Because the bodies were badly charred, and because so many years have passed, experts were able to identify the remains of only 50 of the 70 victims. Government officials and representatives of the International Committee of the Red Cross made the symbolic return of dozens of others, represented by items of clothing they were wearing the day of the massacre, or by photos, drawings, letters or belongings.
Each ossuary was adorned with a silver cross. On the afternoon of May 18, they were carried to the church, which was filled with flowers — some real, some made of cloth — brought by relatives and a team from the Ministry of Justice.
Late that afternoon, villagers sang hymns in Quechua, and Brazilian Pallotine Father Marcone Castro, pastor of Our Lady of Carmel Parish in the town of Vilcas Huaman, said prayers. Father Castro drove 90 minutes over a dirt road from his parish to Accomarca.

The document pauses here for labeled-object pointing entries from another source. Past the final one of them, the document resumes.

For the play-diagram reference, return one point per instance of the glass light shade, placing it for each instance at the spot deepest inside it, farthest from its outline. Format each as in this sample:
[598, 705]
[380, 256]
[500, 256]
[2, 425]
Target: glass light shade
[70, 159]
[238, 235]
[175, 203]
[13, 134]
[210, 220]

On May 19, two women who had managed to hide on the day of the massacre, Teofila Ochoa and Cirila Pulido, led a pilgrimage to the ravine where the killings occurred. There, beside crosses bearing victims’ names, a local man sang a hymn in Quechua. Mayor Fernando Ochoa requested donations for the maintenance of the shrine, called the Llocllapampa ecological sanctuary, and some people who had been displaced by the violence contributed on the spot.

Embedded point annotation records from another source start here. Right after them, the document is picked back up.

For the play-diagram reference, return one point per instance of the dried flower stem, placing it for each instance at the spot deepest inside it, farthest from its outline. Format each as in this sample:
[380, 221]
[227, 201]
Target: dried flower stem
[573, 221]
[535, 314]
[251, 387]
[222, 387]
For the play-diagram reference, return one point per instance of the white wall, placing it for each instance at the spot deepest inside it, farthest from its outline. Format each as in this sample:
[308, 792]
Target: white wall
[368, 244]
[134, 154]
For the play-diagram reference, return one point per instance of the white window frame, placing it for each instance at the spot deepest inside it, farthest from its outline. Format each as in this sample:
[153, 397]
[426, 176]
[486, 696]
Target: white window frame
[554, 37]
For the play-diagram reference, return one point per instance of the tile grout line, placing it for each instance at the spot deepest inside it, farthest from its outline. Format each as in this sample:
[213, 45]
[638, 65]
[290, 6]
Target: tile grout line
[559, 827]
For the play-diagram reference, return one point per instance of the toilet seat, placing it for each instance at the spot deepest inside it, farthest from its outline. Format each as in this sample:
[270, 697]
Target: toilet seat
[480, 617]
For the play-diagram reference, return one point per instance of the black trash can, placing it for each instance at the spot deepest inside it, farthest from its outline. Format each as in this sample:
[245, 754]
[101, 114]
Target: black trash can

The night of May 19, the candlelit church was packed as Father Manuel Cardoso, also a Brazilian Pallottine, celebrated Mass. The pain felt by members of the Association of Victims of Accomarca, who recalled the cruelty with which their loved ones were murdered, was exacerbated by the fact that the community remains poor, without job opportunities, health services or even a paved road.
At the official ceremony May 20 marking the return of the remains, before the burial, various people spoke, including two Cabinet ministers, human rights activists, the local mayor, the Rev. Javier Pulido of Accomarca and Father Cardoso, who read the names of the victims as the funeral procession made its way to the grave site, just yards from the ruins of the former army base.